Recently passed bill enables higher tax depreciations

03 May 2021

Arne Riis , Partner, Tax |

A bill enabling higher tax depreciations on certain depreciable assets has been passed by the Danish Parliament as part of Denmark’s green tax reform plans.

To “kickstart” the investments in business, the bill includes three tax depreciation initiatives: immediate depreciation of operating assets costing no more than DKK 30,000, 116% depreciation basis for new operating assets and 130% deduction of R&D expenses until 31 December 2022.

Increase in immediate depreciation limit

Firstly, the bill increases the limit for immediate depreciation of minor assets from DKK 14,100 to DKK 30,000 (2020 rate). The increase is permanent and applies to assets acquired on 23 November 2020 or later.

116 % depreciation basis for new operating assets

Secondly, this element proposes a period from November 23, 2020 to December 31, 2022 in which 116% of the acquisition cost of the brand-new operating asset can be applied as basis for depreciation. It is a requirement that the asset is used for business purposes only.

The higher depreciation basis will be depreciated with up to 25 % per year according to a declining balance method, the same as depreciation rate as is also applicable to other operating assets.

The depreciation of the relevant assets must be done on a separate balance. In the event of a sale of the asset within this period, both the purchase value and the sales value must be increased with 16% on the balance. This prevents speculation with false tax losses and the opportunity of depreciation that follows.

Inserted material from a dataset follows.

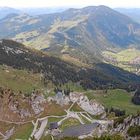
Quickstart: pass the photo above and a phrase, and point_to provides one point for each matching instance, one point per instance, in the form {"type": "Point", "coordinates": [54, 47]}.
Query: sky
{"type": "Point", "coordinates": [70, 3]}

As part of Denmark’s green tax reform, the new increased depreciation level of the bill does not include cars and machinery that runs on fossil fuel (with certain exceptions).

130 % deduction of R&D expenses until 31 December 2022

The opportunity of the 130% “super” deduction of R&D expenses has been effective in Danish law for income years 2020 and 2021. The bill, thus, prolongs the opportunity of the 130% deduction to include the income year of 2022.

The definition of deductible R&D expenses thus remains the same. The tax authorities in Denmark highlight that deductible R&D expenses must be used to create something new and creative, just as they have sought to apply other additional criteria as well to qualify for the super deduction, which has created a number of practical uncertainties regarding the applicability of the improved regime. The exact assessment of whether the R&D expenses are eligible for the super deduction regime awaits further clarification through relevant case law.